Rust how to convert `&str` to `*const libc::c_char`?

foobar · August 10, 2023, 12:03pm

How can I convert a &str into a corresponding *const libc::c_char?

H2CO3 · August 10, 2023, 12:14pm

Well, it depends. How do you define a conversion from a string to a single byte (which char is in C)? Do you want the first character? The last one? What if the string is empty?

foobar · August 10, 2023, 12:20pm

Sorry, it should be *const libc::c_char, not libc::c_char.

jer · August 10, 2023, 12:21pm

You create a CString (yes, that requires another allocation because you need to put the \0 somewhere), then .as_ptr() that (and make sure to keep the CString alive).

foobar · August 10, 2023, 12:26pm

How could I keep the CString alive and also don't cause memory leakage?

alice · August 10, 2023, 12:39pm

It depends on how its used. The pointer will be valid until the destructor of the CString runs. If you just need it for the duration of a function call, then its easy - just run the destructor after the function call. But if the raw pointer needs to be valid for longer, then you need to put it somewhere that it survives for long enough.

jer · August 10, 2023, 12:43pm

or "leak" it using into_raw and later reclaim it using from_raw to then drop it (and thus deallocate the memory). It's up to you then to guarantee this is done safely.

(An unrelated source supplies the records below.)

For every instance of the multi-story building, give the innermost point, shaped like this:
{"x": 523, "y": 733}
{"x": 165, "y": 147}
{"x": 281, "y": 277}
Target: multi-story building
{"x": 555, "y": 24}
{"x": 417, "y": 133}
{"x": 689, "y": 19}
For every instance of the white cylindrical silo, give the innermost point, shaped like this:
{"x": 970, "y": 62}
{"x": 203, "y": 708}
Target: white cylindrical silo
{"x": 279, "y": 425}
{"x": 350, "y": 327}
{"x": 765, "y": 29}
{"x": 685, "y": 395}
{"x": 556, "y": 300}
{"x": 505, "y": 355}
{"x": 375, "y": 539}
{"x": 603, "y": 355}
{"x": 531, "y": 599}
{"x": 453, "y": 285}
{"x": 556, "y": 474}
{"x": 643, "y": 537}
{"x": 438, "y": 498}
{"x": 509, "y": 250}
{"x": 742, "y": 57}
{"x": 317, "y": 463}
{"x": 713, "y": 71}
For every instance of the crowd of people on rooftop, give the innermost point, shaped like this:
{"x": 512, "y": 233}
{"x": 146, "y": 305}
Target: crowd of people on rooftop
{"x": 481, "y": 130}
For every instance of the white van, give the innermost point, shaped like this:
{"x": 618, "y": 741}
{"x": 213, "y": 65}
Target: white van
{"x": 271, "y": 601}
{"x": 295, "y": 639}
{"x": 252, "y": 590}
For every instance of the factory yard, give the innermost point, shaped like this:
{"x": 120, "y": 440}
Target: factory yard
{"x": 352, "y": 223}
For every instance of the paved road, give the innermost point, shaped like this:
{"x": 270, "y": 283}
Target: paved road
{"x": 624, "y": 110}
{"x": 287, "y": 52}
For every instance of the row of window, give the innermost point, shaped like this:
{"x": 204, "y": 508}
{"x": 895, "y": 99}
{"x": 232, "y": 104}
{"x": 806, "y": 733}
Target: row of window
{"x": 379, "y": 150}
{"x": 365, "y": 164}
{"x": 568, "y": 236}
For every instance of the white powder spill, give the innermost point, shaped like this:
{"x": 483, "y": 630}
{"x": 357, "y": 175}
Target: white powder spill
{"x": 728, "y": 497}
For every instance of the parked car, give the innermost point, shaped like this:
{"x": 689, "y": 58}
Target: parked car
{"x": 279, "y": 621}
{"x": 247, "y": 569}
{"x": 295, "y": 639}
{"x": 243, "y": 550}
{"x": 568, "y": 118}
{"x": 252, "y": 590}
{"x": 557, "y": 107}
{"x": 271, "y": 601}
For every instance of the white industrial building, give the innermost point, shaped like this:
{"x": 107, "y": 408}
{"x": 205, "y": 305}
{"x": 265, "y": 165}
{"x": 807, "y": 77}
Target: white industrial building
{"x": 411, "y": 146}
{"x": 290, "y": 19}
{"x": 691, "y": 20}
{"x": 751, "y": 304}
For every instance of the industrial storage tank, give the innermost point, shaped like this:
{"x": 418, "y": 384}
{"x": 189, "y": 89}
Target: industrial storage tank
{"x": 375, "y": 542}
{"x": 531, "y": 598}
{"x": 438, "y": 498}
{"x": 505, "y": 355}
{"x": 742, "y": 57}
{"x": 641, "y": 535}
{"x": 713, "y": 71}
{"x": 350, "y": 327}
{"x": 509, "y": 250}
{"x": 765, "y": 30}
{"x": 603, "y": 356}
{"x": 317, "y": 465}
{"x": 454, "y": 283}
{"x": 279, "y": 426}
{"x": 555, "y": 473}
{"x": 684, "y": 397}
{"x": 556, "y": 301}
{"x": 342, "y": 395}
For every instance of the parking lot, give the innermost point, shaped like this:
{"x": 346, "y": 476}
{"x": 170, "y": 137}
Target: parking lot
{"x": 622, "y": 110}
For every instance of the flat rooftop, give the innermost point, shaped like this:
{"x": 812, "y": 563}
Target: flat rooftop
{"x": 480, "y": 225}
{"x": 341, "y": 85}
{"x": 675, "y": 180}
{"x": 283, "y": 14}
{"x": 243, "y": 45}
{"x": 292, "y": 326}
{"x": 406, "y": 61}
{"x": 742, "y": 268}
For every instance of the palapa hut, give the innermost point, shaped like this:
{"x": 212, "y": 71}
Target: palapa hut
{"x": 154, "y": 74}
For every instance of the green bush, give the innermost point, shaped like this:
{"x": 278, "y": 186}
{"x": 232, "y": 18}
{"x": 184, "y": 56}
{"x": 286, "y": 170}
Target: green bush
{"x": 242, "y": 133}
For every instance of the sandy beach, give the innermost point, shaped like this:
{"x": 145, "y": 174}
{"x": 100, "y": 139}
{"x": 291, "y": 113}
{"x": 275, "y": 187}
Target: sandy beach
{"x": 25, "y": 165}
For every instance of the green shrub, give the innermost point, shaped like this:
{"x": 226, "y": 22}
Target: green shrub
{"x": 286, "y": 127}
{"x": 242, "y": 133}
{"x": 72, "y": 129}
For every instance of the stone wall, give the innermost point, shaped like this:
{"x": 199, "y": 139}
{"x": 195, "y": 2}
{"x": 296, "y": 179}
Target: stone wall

H2CO3 · August 10, 2023, 12:44pm

Exactly as you would do it with any other type: keep it as long as you need it. When dropped, it will free the backing buffer, just like any other well-behaved type.

DanielKeep · August 10, 2023, 1:11pm

Also, as a reminder: in Rust, strings are always UTF-8. In C, they aren't. How you get from UTF-8 to whatever C expects is both platform- and usage-dependent and, in some cases, impossible.

Note that CString does not do this conversion for you (because it can't).

H2CO3 · August 10, 2023, 1:41pm

In C, a char * doesn't impose any restrictions on the encoding of the string. It's literally just a pointer to an array of (signed or unsigned) bytes. There's no need for any conversion here.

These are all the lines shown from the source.